The situation is now as follows:
Now we should change the primary and foreign keys as well so it all refers to the new situation, we do this right before the switch of the users and the load processes. Because the cross edition trigger is in place you will get a key violation on the next generation primary key.
After we change the keys, the PK on PRODUCTS_GEN is named PRODUCT_PK_1. Inserting into the dimension in Ora$Base (there are no keys on PRD_ID_1 in that revision) will give the error coming from the trigger:
Now we are all set and we can switch the edition for all users:
ALTER DATABASE DEFAULT EDITION = PhaseTwo;
After a disconnect and reconnect of any users that were connected, they will see the new status and are by default running on the upgraded edition. Next steps will include the removal of the triggers and the procedures.

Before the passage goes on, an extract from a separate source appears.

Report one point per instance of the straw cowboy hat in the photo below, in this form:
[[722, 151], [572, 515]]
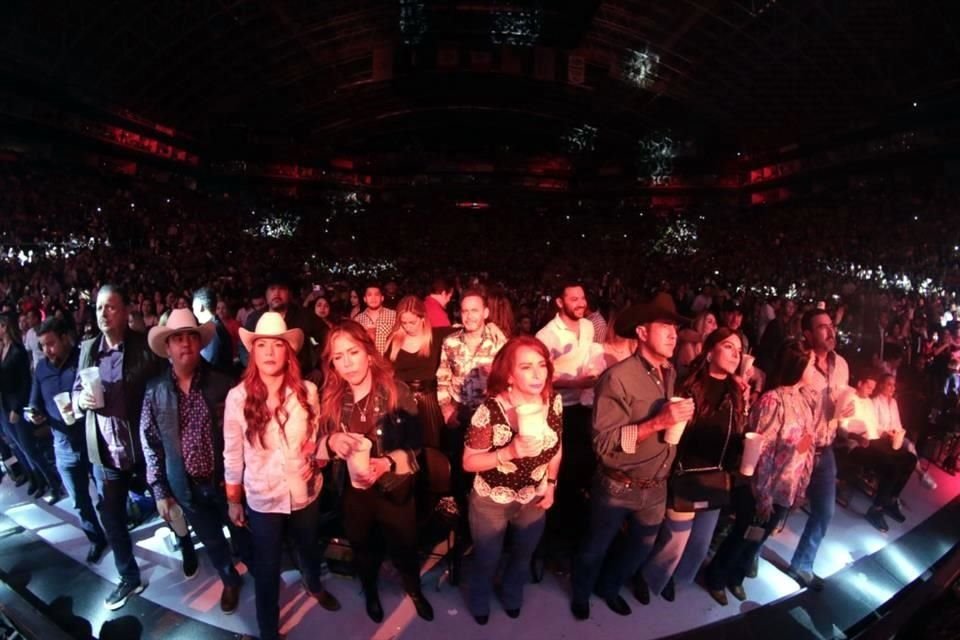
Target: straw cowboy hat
[[271, 325], [660, 309], [180, 321]]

Obviously your ETL is now changing as well as there are more fields to fill and the fields have different names. Some of the logic built into the triggers will move into ETL. And this is where the whole testing in development and test comes into place. Just make sure the ETL cut over is a simple as the above for the query users.
The interesting discussion is now whether or not you want to do this exact construct with large batch ETL routines. I would say that when doing this in batch, it may make sense to do a dual data load and use the new logic to populate the new system with the old data. But I'm open to any comments on this...
As you can see we are adding columns to the original table. If you start with a clean sheet of paper, you may consider using Redefinition Views as the query object, and keeping the underlying tables more generic. In other words, rather than using _1 suffixes maybe you can use more common or global names that will allow you to keep the tables within some set naming standards (and not have slightly ad hoc _1 version indicators).
The idea therefore is to work with a level of indirection to the query users... if that makes sense.
Why is this so interesting? Didn't you test this all anyways in your test environment? Yes, all of that is true, as we all test our OLTP app upgrade in the lab. The point is that with this edition based approach I can run the ETL process continuously, everyone keeps on querying without any downtime, and then everything is all of a sudden changed with no downtime for the users. That means no interruption on the business at all... that is what you need when you are running an active data warehouse (or should we call this OLDW for On-Line Data Warehousing?).